シャーワシャワシャワ、シャーワシャワシャワ。
ジーワジーワジワ、ジーワジーワジワ。
ジジジッ、ジジジッ。
頭上に広がる空は爽快な程に青く、辺りに満ちている蒸し暑い空気は、慣れ親しんだ日本の真夏を彷彿とさせる。此処だけ切り取れば、ノスタルジックな夏の一場面に過ぎない。
が、実際は容赦なく照り付ける強烈な直射日光で身体が火照り、流れる汗を吸って張り付き始めた衣服が気持ち悪い。そこに追い撃ちをかける、周囲でけたたましく響く蝉達の鳴き声。既に茹だるような暑さだというのに、何重もの騒音が加わると煩わしさが倍増し、思わずげんなりしてしまう。
白地に赤と黒の金魚が揺蕩う可愛いデザインの甚平に、ちょっと大きめの麦わら帽子という通気性の良い恰好でも、暑いものは暑い。肌の色が白めだから、日光に当たり過ぎると日焼け止めを塗ってても火傷みたいに赤くなってヒリヒリして痛くなるし。

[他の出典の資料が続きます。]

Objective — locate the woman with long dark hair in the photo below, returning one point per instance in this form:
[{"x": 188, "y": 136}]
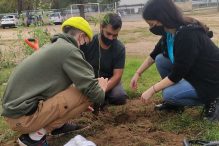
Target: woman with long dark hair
[{"x": 186, "y": 58}]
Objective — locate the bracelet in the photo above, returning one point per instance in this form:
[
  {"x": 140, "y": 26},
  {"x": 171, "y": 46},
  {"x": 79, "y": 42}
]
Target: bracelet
[
  {"x": 154, "y": 89},
  {"x": 138, "y": 73}
]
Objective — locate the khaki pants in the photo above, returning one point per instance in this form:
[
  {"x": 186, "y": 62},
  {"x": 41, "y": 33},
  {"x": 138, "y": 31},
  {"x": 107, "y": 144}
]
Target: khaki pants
[{"x": 52, "y": 113}]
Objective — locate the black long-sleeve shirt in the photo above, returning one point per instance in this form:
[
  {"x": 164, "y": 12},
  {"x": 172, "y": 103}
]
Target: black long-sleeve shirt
[{"x": 196, "y": 60}]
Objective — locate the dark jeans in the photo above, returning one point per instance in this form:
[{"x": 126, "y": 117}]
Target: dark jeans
[{"x": 181, "y": 93}]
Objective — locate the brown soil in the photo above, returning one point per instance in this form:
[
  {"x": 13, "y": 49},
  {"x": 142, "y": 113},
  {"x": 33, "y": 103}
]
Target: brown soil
[{"x": 130, "y": 125}]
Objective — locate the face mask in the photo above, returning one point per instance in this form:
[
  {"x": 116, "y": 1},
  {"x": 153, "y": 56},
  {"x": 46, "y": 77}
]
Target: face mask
[
  {"x": 157, "y": 30},
  {"x": 84, "y": 42},
  {"x": 105, "y": 40}
]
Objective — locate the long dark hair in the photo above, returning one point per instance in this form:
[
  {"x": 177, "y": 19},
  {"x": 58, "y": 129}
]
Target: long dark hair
[{"x": 164, "y": 11}]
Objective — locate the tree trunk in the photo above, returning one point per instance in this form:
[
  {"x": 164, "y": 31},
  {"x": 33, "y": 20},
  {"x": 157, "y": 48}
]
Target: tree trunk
[{"x": 20, "y": 6}]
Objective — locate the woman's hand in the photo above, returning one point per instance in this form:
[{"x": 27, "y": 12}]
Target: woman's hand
[
  {"x": 134, "y": 81},
  {"x": 147, "y": 94},
  {"x": 103, "y": 82}
]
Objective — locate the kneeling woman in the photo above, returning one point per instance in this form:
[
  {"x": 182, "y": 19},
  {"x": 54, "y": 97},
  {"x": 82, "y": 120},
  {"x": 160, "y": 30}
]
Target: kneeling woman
[{"x": 190, "y": 65}]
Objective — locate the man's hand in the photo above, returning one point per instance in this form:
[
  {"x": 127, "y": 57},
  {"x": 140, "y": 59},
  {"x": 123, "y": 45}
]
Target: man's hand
[
  {"x": 103, "y": 82},
  {"x": 134, "y": 81},
  {"x": 147, "y": 94}
]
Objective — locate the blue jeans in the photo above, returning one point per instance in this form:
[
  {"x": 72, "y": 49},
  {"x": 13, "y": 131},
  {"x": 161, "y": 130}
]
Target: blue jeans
[{"x": 181, "y": 93}]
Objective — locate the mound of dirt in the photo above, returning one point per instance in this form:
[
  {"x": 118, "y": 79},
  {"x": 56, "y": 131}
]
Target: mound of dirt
[{"x": 133, "y": 124}]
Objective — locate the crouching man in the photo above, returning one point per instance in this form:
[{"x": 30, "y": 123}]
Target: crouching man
[{"x": 40, "y": 98}]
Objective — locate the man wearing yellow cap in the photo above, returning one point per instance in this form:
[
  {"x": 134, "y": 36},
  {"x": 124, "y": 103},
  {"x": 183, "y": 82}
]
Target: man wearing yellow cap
[{"x": 39, "y": 98}]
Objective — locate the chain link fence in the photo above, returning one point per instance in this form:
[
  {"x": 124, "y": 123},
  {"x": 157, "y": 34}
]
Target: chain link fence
[{"x": 94, "y": 10}]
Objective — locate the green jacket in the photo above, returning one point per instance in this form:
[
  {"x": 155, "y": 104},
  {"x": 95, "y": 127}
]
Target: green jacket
[{"x": 47, "y": 72}]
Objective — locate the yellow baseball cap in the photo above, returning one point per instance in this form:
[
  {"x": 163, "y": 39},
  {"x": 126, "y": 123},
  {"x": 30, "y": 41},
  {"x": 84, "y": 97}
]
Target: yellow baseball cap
[{"x": 79, "y": 23}]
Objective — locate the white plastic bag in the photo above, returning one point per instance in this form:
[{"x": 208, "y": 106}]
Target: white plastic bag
[{"x": 79, "y": 140}]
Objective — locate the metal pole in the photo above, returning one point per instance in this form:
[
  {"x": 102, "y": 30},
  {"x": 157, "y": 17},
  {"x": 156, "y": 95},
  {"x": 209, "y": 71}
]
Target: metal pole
[{"x": 217, "y": 5}]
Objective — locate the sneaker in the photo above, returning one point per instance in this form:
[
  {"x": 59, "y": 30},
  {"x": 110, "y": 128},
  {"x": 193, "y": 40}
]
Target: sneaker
[
  {"x": 65, "y": 129},
  {"x": 169, "y": 107},
  {"x": 211, "y": 110},
  {"x": 25, "y": 140}
]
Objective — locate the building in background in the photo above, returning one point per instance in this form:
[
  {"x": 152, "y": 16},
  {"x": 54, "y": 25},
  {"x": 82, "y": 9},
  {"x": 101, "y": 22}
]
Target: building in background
[{"x": 136, "y": 6}]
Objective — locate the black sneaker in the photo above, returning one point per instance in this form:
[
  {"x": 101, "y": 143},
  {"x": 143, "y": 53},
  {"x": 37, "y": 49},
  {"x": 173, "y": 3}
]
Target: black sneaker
[
  {"x": 25, "y": 140},
  {"x": 211, "y": 110},
  {"x": 65, "y": 129},
  {"x": 169, "y": 107}
]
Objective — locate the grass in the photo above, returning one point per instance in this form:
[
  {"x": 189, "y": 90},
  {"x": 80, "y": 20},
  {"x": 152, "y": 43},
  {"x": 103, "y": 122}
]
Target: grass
[{"x": 188, "y": 123}]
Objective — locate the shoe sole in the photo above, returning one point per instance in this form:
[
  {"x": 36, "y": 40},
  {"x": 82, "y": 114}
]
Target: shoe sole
[{"x": 75, "y": 131}]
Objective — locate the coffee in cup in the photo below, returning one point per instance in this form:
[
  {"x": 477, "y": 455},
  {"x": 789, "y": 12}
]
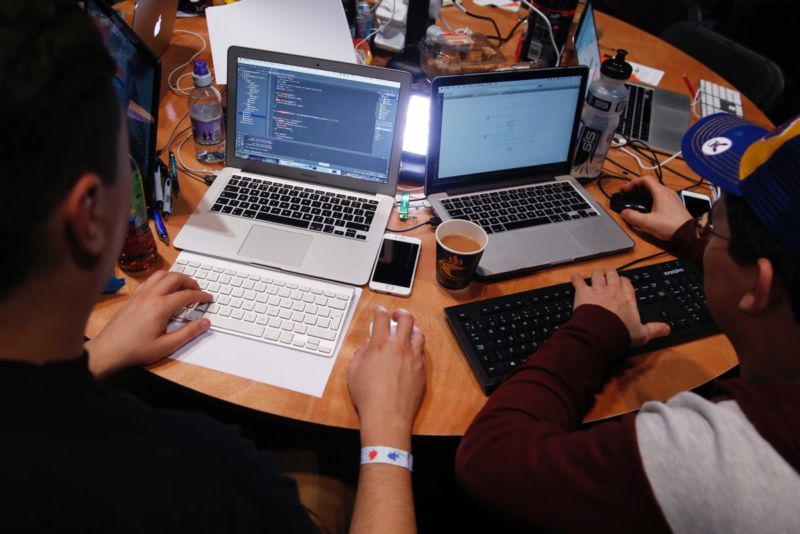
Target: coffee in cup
[{"x": 459, "y": 247}]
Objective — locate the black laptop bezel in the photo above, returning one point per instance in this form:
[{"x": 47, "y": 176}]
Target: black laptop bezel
[
  {"x": 306, "y": 175},
  {"x": 505, "y": 177},
  {"x": 155, "y": 64}
]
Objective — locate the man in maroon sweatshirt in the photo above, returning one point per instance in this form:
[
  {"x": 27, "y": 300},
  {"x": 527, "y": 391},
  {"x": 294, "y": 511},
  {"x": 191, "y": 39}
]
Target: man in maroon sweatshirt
[{"x": 687, "y": 464}]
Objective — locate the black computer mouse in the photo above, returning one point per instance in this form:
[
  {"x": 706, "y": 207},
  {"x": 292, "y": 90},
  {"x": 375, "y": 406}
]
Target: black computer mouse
[{"x": 641, "y": 203}]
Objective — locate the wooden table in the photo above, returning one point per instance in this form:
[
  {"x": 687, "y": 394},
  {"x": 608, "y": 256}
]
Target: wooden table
[{"x": 453, "y": 396}]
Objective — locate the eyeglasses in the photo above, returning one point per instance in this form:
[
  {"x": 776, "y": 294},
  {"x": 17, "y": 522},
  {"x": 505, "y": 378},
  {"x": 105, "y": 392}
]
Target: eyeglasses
[{"x": 705, "y": 227}]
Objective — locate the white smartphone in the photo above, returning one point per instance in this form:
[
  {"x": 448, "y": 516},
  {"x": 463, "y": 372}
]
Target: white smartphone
[
  {"x": 396, "y": 265},
  {"x": 696, "y": 203}
]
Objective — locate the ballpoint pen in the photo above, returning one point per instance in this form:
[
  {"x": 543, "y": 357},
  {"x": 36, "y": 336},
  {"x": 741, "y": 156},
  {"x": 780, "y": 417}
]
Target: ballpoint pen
[
  {"x": 688, "y": 86},
  {"x": 167, "y": 197},
  {"x": 161, "y": 230},
  {"x": 173, "y": 168},
  {"x": 159, "y": 192}
]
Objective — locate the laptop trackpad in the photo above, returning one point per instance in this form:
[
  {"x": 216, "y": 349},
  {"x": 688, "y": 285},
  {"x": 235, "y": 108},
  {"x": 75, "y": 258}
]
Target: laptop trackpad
[
  {"x": 276, "y": 246},
  {"x": 552, "y": 244}
]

尚、蛇足として今の私の容姿を明記すると、肩口までの黒髪に焦げ茶のパッチリお目々の美少女だ。我ながら将来が楽しみな顔面である。あくまで現状だし、烏梅さんの美貌が桁違いだから、隣に並ぶと余裕で霞んじゃうだろうけど。
……いや、そんな事より。
「ここ何処」
視界一面、夏の風物詩が一つ・鮮やかな朝顔(多分)が絡み付く支柱の壁。ぐるっと一周してみても、目に入ってくるのは蝉軍団が群がっているであろう鬱蒼とした木々の群れか、ラッパに似た形の白っぽい花ばかり。せめて向日葵くらいビッグサイズの花だったら、日陰で日避け出来てマシなのに。
現在の私(七歳児の姿)は百二十センチに届くか届かないかの瀬戸際。少なく見積もっても身長の二、三倍はある支柱の全体を確認したいなら大分上を向かなければならないが、首が痛くなりそうだからそれはやらない。
さくさく、短い芝生を踏みしめて闇雲に歩けども、全く出口の見えない迷路にふう、と重い溜息が零れる。
暑さによる気疲れも勿論あるけど、さっきから綺麗な花が咲き誇り、緑が広がり、表面上は長閑な光景にはそぐわない、ドロドロと粘っこい、嫌な気配をビシビシ感じるのだ。それも、複数。
『嗚呼、憎らしい、憎らしい……!』
『何であんな小娘なんかを……』
『邪魔、目障り、消えろ、消えろ……!』
『早くいなくなってしまえばいいのに……』
私に言われても困るんだけど。数分前まで烏梅さんに頼まれたお使いで大通りに出たはずなのに、いつの間にかこんな所に飛ばされてたんだし。消えてほしいんなら、さっさと此処の出口か出方教えてくれないかな。